By Dominic Pino, Columnist
I am writing this column from my favorite place to study at Mason. There are many great places to study on the Fairfax campus. Fenwick Library with its comfy chairs and quiet study rooms. The Johnson Center right in the middle of campus with so many food options. Even in your own room when your roommate isn’t around. But I propose that there is one place that surpasses them all. The epicenter from whence all profundity emanates, the birthplace of a plethora of research ideas, the most soothing working environment on campus. That’s right, I am referring, of course, to the Southside lobby – or, as true enthusiasts call it, the Slobby.
Other study spaces have cozy furniture and strive for peaceful surroundings. At first glance, this seems like tremendous goodwill on the part of the designers of these spaces. But really, it seems to me it is actually a vast facade. Think about it: why should studying be comfortable? Learning difficult subjects that tax your mind and freak you out seems like a task that is more fitting for a place without creature comforts.
Luckily, the Slobby casts the veneer of comfort asunder and provides stools with low backs abutting unstable high tables that wobble with every keystroke on your laptop near floor-to-ceiling windows that bootlessly attempt to keep the frigid February air outside where it belongs.
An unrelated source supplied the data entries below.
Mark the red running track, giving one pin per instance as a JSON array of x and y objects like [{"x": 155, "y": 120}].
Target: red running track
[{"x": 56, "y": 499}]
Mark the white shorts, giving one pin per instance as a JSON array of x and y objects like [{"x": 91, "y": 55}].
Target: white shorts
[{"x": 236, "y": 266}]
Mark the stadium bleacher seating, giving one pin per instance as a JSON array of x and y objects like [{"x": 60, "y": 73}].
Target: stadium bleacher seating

Wearing my coat fully zipped, the Slobby reminds me of the solemn task at hand – finish this column, meet my deadline, or face the cold, uncomfortable reality of failure. She is a harsh but fair taskmaster.
But for those among us that prefer the comforting lies of the couch to the brutal truth of the stool, there are couches, too. No matter where you sit, you gain more than just the subject knowledge you are trying to study. You also gain what I call “Slobby Enlightenment.”
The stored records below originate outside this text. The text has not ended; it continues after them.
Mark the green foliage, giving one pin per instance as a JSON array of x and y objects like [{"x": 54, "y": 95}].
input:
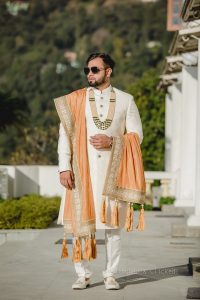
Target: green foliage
[
  {"x": 151, "y": 106},
  {"x": 35, "y": 41},
  {"x": 166, "y": 200},
  {"x": 31, "y": 211},
  {"x": 11, "y": 110}
]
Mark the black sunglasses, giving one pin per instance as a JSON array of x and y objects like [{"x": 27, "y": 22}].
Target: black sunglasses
[{"x": 94, "y": 70}]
I can write this column anywhere I bring my laptop. There is only one place where I can write this column and hear a Sodexo employee say, “It is fixed,” twice into a walkie-talkie. What was broken? How was it fixed? What does that mean?
This spirit of questioning was what led to the Enlightenment. Replace pondering the paths of the planets with pondering the mumblings of a food-service employee, and you have Slobby Enlightenment. There is no question that this phenomenon raises the minds of all it encounters to a higher plane of consciousness. Studies show that Slobby Enlightenment accounts for a 6 percent boost on exams – and you know it’s true because that’s what the studies show.
The Slobby has variables and constants. Always changing are the people waiting to meet other people and the aroma of the food being prepared to nourish our bodies. Always stable are the requisite ice cream cone splattered on the floor and the excellence of the academic environment.
Which leads to my modest proposal. Mason wishes to augment its reputation as a research university. The best way to aid that laudable goal is to encourage students to work in the best academic environment on campus: the Slobby. GMU has produced two Nobel Prize winners. If we want more, we better hope for more studying in the Slobby.